Often, he stood as the lone person of colour, his presence more of an intrusion than a curiosity. To the local folk, this was made known by those patrons who would yell, or hiss under their breath, as he stacked their dirty dishes and wiped clean their plates. Dad had to live through many of my grandfather’s outbursts, which came with a frightening intensity in his younger years.
On my last reluctant visit to my grandfather’s home, just before the pandemic, he patted the couch and waved me into the cold comfort of his living room. I sank into the same divot where, 30 years earlier, my father announced his controversial marriage to my mother. Though she was Indian, she was from “the South,” which my grandfather considered a different country altogether.

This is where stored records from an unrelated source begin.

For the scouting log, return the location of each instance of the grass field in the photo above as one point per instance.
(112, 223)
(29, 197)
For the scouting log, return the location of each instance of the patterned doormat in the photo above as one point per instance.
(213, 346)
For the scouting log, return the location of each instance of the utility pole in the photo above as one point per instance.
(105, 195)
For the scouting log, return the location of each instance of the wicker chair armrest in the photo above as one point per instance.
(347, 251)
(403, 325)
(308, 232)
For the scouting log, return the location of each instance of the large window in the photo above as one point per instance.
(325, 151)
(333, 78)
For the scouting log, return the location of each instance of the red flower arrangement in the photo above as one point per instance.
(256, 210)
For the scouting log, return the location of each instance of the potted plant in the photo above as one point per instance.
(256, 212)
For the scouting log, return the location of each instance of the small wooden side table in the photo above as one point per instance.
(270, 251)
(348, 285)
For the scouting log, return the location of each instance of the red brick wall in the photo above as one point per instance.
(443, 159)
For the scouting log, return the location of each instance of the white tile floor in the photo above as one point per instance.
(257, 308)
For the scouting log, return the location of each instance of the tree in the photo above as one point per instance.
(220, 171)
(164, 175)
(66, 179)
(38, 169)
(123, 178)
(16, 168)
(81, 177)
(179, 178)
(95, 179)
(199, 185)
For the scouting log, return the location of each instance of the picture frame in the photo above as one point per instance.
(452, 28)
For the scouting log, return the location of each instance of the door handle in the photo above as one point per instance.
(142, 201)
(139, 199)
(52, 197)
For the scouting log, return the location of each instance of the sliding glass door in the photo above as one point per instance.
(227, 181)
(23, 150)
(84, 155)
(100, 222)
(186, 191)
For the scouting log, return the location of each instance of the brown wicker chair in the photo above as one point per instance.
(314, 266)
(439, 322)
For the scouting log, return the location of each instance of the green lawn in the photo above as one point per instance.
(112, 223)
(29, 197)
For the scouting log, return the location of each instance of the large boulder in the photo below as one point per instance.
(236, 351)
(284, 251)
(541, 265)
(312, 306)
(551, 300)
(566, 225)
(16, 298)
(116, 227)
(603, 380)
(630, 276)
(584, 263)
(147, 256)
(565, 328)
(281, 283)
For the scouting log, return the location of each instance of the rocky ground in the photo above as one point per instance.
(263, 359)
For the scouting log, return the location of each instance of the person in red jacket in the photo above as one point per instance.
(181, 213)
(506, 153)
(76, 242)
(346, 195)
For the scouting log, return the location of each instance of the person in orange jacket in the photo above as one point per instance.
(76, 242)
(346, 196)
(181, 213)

With a pained smile, he handed me a photograph. It was dull to the light, browning slightly at the edges. Even though he was such an outspoken man, I was struck by how little I knew of him. He’d never told me how much he missed my grandmother, whose image rested in my hands, her on a bed of rolling green in the sun-kissed field of somewhere. Though I sometimes caught the longing look of his gentle, amber eyes, I failed to glimpse all that hid behind them.
In my quiet contemplations these past few months, I have unearthed many invisible truths. But some, no matter how much rubble we remove, remain deeply buried. Therein laid his pain, one that was beyond my grasp. It occurred to me that what reached my grandfather’s eyes in his hours of wakefulness and in his dreams – the places, the people, the traumas – would never, in fact, reach mine. I thought about the rush of hands that marked my daily life – Black, brown and white, drawing medicines and pushing on a chest, desperately forcing life to return to a lifeless body – and how that would be as foreign to him as a day’s work summed up in a fistful of tattered bills, or a life taken away by a finger on a trigger or at the point of a blade, would be to me.
The pain was the chasm between our worlds, the loneliness of consciousness. I could not see the darkness that blotted his days; he could not see the light that flooded mine. To fill that gap, when I looked at this man in my life I saw as the other, I leaned into the one thing that seemed to hold us: hope.
I’d hoped to find safe passage to his experiences. I’d hoped that he, and I, would’ve worked to see what made our worlds different but also what bound them together. I’d hoped that if he looked past a certain evil, he might ask why I would not. That hope grew, and grew, even as we drifted further apart. In a way, it was also what pushed us away from each another; that hope, before it was lost, held our pain, too.
In November, shortly before he died, after working a long night, I snuck up to the intensive-care unit where he’d been admitted. Beneath the whirrs and beeps of the machines and devices that towered over him, under a sterile white blanket, a withered, veiny hand was jutting out from beside his hip. I grabbed hold of it. It was weightless.
“It’s me,” I whispered, lowering my mask. Holding his hand in mine, he slowly turned to me, opening his eyes, before closing them again. “God bless you,” he said, an utterance so soft, leaving the lips of a ghost.
And we understood each other. Separated not by six feet, but by a lifetime.